In 2019, the Indian retail industry shared 10 per cent of the country's gross domestic product (GDP), engaging around 8 per cent of the workforce with employment. The Indian retail industry is the fifth largest in the world, ranking 63rd in the ease of doing business ranking and 73rd in the United Nations conference on business-to-consumer trade and development in 2019.

During the initial phase of the pandemic in India, malls, markets and shopping complexes were among the first to be closed, much before the lockdown was announced. Although the demand for essential products rose, fashion retail slumped in a big way.

During the first few phases of the lockdown, the fashion retail industry missed the best sales period for the non-discounted new arrivals. The pandemic and subsequent lockdown derailed the sector by disrupting supply chain and halting manufacturing. Migration of labour and fall in demand added to the woes. Estimates by the Confederation of All India Traders (CAIT) show the retail sector lost over ₹5 lakh crore by May and ₹15 lakh crore by mid-July .

While the fourth phase of unlocking has already started, problems continue to ail the fashion retail segment, as many states are implementing lockdowns in the entire state or at the district levels, causing further disruptions to the supply chain. Owing to the emerging challenges, major brands across the industry are leveraging technology and redefining strategy.

Postponing end-of-season sales: It is largely assumed that fashion retail is not perishable; however, the reality is that it definitely is. Clothes and other products may last for years. However, fashion is evolving every season. In fashion terms, what's brand new this year gets old by the next. While the season's peak is lost for the retailers, the end-of-season sales for the year has been by and large postponed by many brands to between August and October to leverage the festive season and create more scope for the existing inventory to sell.

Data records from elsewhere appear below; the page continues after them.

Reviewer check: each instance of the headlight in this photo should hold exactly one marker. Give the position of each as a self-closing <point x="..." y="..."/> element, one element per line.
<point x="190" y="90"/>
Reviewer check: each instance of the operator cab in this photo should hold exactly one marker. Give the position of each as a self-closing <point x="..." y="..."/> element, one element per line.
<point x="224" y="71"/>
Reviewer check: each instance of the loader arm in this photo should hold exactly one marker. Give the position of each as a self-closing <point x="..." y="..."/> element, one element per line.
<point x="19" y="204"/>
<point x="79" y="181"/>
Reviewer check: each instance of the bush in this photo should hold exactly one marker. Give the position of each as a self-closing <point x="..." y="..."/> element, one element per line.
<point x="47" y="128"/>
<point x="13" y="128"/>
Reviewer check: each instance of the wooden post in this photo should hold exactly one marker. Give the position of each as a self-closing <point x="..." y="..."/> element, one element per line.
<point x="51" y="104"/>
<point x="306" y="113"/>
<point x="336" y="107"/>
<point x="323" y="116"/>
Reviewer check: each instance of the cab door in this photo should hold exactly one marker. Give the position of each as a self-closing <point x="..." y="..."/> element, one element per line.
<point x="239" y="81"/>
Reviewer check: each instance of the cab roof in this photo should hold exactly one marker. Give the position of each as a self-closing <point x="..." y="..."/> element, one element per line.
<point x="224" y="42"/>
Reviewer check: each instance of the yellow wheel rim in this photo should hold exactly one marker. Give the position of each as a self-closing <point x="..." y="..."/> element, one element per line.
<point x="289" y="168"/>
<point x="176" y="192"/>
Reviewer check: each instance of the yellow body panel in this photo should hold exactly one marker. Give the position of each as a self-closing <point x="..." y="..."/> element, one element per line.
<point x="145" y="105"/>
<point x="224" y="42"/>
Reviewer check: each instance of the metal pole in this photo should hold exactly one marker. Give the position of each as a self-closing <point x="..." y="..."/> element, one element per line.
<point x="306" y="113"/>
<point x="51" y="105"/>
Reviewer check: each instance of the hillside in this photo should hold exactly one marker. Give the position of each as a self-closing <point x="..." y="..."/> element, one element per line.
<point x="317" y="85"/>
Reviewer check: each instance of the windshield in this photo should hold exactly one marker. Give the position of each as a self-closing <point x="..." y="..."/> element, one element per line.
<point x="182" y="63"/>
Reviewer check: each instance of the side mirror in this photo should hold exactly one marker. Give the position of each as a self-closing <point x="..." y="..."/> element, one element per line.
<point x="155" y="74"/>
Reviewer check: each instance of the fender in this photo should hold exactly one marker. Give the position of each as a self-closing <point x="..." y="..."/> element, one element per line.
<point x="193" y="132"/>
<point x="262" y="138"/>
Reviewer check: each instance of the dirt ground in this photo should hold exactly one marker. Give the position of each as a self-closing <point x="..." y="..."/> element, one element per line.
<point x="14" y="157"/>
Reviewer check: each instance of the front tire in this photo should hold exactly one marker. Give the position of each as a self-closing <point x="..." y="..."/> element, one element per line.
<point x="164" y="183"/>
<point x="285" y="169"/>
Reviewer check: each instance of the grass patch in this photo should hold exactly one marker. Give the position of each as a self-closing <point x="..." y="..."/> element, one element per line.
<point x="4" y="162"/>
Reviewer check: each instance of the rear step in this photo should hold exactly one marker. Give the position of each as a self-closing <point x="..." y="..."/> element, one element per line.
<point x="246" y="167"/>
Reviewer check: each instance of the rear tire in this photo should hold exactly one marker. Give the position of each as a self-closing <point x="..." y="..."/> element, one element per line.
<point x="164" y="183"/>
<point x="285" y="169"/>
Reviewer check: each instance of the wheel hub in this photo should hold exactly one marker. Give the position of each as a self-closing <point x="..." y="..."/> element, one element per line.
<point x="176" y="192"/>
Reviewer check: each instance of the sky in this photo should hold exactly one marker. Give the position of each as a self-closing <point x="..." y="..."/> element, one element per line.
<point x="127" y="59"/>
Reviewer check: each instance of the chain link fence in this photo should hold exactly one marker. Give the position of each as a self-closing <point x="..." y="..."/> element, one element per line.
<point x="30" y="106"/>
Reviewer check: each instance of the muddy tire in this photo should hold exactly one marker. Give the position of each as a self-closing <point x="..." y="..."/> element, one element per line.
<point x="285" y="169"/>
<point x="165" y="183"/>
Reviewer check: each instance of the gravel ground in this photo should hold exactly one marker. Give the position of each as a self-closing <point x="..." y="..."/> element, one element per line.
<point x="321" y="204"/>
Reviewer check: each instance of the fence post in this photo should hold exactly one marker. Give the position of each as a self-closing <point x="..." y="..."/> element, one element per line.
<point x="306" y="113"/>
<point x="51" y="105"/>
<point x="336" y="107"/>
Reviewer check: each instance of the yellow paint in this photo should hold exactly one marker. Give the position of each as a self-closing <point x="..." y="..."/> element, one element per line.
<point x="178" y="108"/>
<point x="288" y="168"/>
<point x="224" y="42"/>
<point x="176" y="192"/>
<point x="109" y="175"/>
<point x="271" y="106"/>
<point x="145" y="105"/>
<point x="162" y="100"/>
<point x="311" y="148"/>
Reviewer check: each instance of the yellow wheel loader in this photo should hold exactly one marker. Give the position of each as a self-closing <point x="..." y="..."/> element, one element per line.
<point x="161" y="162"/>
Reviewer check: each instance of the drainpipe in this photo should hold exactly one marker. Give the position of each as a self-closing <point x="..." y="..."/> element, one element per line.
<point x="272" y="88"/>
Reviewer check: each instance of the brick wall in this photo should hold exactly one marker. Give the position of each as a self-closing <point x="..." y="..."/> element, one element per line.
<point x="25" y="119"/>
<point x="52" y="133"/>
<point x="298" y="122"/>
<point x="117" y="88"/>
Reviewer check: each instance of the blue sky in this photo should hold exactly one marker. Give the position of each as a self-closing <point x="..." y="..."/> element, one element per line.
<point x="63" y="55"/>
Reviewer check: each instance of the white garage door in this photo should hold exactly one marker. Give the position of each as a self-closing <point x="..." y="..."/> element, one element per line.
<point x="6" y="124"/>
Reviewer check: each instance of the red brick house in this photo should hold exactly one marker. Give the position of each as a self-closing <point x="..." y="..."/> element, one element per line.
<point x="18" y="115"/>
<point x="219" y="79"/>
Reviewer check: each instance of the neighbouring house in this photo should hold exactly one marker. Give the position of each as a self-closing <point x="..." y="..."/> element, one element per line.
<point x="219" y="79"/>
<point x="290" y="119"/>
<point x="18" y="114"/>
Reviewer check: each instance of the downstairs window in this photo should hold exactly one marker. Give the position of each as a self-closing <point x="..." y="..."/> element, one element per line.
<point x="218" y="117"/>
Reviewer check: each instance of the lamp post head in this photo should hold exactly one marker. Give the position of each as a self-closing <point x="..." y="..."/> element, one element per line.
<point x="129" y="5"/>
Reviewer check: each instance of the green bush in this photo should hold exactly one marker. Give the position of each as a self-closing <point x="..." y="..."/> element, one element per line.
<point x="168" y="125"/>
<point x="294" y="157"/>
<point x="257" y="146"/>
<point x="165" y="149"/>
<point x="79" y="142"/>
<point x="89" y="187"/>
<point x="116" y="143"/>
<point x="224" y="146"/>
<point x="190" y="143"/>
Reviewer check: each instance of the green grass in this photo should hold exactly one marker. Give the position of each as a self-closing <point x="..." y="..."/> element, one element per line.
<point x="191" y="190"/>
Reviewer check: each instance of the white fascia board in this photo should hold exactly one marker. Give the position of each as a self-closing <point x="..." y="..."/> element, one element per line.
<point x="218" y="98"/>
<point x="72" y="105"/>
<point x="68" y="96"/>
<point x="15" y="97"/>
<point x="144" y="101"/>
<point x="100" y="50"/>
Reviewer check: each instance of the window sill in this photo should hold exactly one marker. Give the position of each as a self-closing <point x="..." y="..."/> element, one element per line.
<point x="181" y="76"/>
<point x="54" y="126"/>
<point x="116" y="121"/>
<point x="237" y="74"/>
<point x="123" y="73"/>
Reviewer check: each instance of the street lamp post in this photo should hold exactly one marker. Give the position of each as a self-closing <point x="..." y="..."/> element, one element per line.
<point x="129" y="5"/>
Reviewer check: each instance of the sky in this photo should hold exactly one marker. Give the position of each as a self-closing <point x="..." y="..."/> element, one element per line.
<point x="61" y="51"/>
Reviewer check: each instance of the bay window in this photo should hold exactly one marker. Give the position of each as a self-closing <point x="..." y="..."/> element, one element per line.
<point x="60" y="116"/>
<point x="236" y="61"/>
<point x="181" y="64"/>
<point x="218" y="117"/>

Measured discount strategies: Brands go for heavy discounts to push sales by volume, thereby increasing the profits even on thin margin. However, given the low demand due to job losses, pay cuts and reverse migration this year, the heavy discount may not just be effective in pushing sales. Consequently, brands are offering measured discounts to maximise the value on sales.

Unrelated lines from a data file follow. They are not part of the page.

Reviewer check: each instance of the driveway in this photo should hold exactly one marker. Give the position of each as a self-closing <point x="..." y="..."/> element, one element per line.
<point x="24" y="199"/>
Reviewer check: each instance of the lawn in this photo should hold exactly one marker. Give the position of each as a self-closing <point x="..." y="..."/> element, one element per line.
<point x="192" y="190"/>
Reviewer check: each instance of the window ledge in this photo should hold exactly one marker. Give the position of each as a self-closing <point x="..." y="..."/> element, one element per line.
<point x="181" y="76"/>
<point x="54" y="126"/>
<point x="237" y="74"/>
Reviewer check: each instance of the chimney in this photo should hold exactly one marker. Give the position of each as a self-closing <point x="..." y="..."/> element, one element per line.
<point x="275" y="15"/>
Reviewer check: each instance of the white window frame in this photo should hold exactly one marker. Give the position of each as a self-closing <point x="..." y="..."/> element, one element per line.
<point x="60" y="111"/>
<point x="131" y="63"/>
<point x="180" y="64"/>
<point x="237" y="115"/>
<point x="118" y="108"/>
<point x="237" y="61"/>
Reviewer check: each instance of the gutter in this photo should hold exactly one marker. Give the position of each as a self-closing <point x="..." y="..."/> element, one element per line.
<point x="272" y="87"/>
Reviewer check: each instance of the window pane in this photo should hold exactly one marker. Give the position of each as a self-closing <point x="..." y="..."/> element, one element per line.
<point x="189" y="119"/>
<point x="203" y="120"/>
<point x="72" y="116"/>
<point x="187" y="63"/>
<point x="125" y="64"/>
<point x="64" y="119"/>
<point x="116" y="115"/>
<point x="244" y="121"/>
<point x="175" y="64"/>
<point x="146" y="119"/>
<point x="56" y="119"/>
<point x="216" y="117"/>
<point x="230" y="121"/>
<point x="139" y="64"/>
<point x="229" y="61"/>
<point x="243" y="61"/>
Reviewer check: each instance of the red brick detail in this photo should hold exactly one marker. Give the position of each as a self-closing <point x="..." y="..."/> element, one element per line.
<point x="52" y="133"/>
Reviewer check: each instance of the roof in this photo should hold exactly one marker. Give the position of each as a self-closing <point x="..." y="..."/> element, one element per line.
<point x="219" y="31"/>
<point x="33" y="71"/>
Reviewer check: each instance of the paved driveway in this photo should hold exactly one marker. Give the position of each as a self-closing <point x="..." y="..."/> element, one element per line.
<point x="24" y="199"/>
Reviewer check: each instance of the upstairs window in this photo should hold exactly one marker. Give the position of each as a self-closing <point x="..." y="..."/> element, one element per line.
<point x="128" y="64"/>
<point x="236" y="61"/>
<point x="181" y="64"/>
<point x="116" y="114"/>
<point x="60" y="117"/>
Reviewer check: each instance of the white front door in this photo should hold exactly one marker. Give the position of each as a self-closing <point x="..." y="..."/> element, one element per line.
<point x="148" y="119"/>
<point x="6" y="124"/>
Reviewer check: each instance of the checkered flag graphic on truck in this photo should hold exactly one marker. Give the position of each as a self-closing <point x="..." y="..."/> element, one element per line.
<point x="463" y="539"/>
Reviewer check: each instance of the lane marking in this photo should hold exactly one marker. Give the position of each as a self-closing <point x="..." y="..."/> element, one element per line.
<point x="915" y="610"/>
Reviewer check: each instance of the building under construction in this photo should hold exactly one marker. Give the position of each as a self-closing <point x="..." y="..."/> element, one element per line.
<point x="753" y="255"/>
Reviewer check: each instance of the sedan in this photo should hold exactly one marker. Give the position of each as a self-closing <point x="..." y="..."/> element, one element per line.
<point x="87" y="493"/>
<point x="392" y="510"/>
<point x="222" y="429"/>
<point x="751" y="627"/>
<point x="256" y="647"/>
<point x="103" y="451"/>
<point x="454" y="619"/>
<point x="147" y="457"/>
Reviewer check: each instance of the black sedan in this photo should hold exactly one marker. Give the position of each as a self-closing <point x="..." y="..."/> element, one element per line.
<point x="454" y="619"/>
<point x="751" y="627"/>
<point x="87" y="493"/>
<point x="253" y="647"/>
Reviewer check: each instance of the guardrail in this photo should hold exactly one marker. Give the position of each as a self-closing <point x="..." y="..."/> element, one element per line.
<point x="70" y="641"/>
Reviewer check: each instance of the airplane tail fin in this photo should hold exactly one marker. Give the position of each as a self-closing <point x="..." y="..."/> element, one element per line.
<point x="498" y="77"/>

Launches: Despite the pandemic, various brands have followed their planned launches, including new clothing lines or new stores, keeping the market high and active.

Automating supply chain: Leveraging various technologies is the ultimate step initiated by brands. This is being done to meet a number of objectives. The supply chain process is being rebooted and strengthened by adopting technology and integrating various processes therein. Technology is being used to understand the consumer journey and at which stage they exist. Technology adoption also helps brands gain better visibility and data insights, which help them understand the consumer journey better.

Omni-channel approach: The physical store has not lost its position in India, even for the fashion industry; these are still the major money drivers. It is essential for the average Indian customer to experience the apparel he is going to buy. This behavioural change has been fast-tracked by Covid-19. The ecommerce retail segment which adds up to five per cent of total retail and shares 48 per cent of electronics and 29 per cent of apparels has grown in the Covid-19 era. As a result, many companies are increasingly going ahead with omnichannel retailing, delivering the consumers a unified experience via an ecommerce system integrated with physical marketplace, driving online and offline. The industry is receiving a positive response from various D2C avenues, hyper-local initiatives, and retail sales.

Enhancing the customer experience: During crisis, it is important to remain connected to your loved ones, and the same applies to one's customers as well. Through various measures like confidence building communication, informing customers about safety protocols adopted at stores and alerting them of discounts, the industry is trying to deliver its best.

The average consumer is reluctant to come out as freely as before, and that is understandable during a pandemic. The general belief that covid-19 can be defeated by only staying at home is not completely true. This is because over the past few months many more countries with higher population densities have better managed the spread of the infection. We need to emulate such examples in India so that we work and live in a safer environment together. This will also enable the industry to run smoothly and create space for economy and employment to revive.